My advice if I were sitting with the Egyptian president now would be: “Mr. President. You are very active. You talk with everyone. I’m sure you only sleep four or five hours a day. I can tell from the amount of work you do. But meet with all your ministers, and tell them: ‘You people in industry, come and tell me what you want. You in agriculture, come and tell me what you want. You want advice? Okay. Minister of Agriculture, Cairo University, AUC, bring them professors to tell them more about agriculture.’ Mix people together. And you can know that Egyptians are fantastic if you look at the informal sector.”

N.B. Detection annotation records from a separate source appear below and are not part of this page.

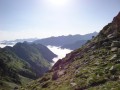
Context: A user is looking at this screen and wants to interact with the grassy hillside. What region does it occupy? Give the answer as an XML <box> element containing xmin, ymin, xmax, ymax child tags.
<box><xmin>0</xmin><ymin>42</ymin><xmax>56</xmax><ymax>90</ymax></box>
<box><xmin>20</xmin><ymin>13</ymin><xmax>120</xmax><ymax>90</ymax></box>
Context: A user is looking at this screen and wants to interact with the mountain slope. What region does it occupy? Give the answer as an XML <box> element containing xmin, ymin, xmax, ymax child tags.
<box><xmin>25</xmin><ymin>13</ymin><xmax>120</xmax><ymax>90</ymax></box>
<box><xmin>34</xmin><ymin>32</ymin><xmax>97</xmax><ymax>46</ymax></box>
<box><xmin>0</xmin><ymin>42</ymin><xmax>56</xmax><ymax>90</ymax></box>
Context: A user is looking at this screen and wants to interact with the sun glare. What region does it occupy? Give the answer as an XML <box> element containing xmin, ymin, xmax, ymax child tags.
<box><xmin>49</xmin><ymin>0</ymin><xmax>70</xmax><ymax>6</ymax></box>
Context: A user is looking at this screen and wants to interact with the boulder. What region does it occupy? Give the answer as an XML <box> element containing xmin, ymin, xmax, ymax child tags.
<box><xmin>70</xmin><ymin>83</ymin><xmax>77</xmax><ymax>87</ymax></box>
<box><xmin>111</xmin><ymin>47</ymin><xmax>118</xmax><ymax>52</ymax></box>
<box><xmin>111</xmin><ymin>41</ymin><xmax>120</xmax><ymax>47</ymax></box>
<box><xmin>109</xmin><ymin>54</ymin><xmax>117</xmax><ymax>61</ymax></box>
<box><xmin>57</xmin><ymin>70</ymin><xmax>66</xmax><ymax>77</ymax></box>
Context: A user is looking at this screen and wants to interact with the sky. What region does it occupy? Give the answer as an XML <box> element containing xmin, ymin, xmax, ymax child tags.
<box><xmin>0</xmin><ymin>0</ymin><xmax>120</xmax><ymax>40</ymax></box>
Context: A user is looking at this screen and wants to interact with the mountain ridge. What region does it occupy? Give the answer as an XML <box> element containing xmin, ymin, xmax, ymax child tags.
<box><xmin>24</xmin><ymin>13</ymin><xmax>120</xmax><ymax>90</ymax></box>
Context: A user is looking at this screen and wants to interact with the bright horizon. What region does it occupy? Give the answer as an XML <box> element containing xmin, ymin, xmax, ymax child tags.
<box><xmin>0</xmin><ymin>0</ymin><xmax>120</xmax><ymax>41</ymax></box>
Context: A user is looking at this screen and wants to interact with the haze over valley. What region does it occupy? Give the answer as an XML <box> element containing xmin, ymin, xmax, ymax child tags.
<box><xmin>0</xmin><ymin>0</ymin><xmax>120</xmax><ymax>90</ymax></box>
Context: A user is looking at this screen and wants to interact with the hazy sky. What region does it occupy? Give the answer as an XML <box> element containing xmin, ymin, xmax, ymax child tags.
<box><xmin>0</xmin><ymin>0</ymin><xmax>120</xmax><ymax>40</ymax></box>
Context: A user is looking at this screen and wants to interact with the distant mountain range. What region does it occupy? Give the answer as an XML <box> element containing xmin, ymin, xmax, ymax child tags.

The informal sector is huge in Egypt—70 or 80 percent [of the Egyptian economy]—and most of it is doing wonders. We are interested in economic statements on productivity and measured productivity. Fine: you have seen this man who has this thing on his head on which he’s carrying a thousand loaves of bread, riding a bicycle. And the bicycle doesn’t have breaks; he breaks with his legs. Not only would he stop at that; now he’s talking on the phone, and the bread still doesn’t fall.
I studied physics a lot in the past, and I cannot explain it. But, you’re talking about productivity? Measure his productivity. Go and look at the speed of the man who’s selling beans in the morning and see how many people he sells to.
There is a big part of the informal sector where, if you try to play with it, you lose it. Secondly, there is also a big part of it which you can help by giving it some sort of loans, at a fraction of the market price, and they will be wonderful. So, there is a part you have to leave alone, there is a part you can help, and there is a part which will grow to become, you know, sort of middle level [enterprise, which can be integrated into the formal economy].
Good you asked me this question. My final wasiyya, my final legacy I would like to leave any government in Egypt, is something that I studied. It was published in 1966, and you, as a government, should hang it everywhere. Write the following down: predictability and consistency of government policy. Predictability and consistency of government policy; not you give me a policy and then, after six months, there is a new one. You will not grow [this way]. Predictability and consistency. Policy must be predictable. It must be consistent. What do I mean by consistent? I watch the price of fertilizer. There’s the gamiyya, the cooperative, but very few people buy from the gamiyya; the rest buy from the market at three times the price. So, are you consistent? Are you facilitating access to inputs needed at the right prices?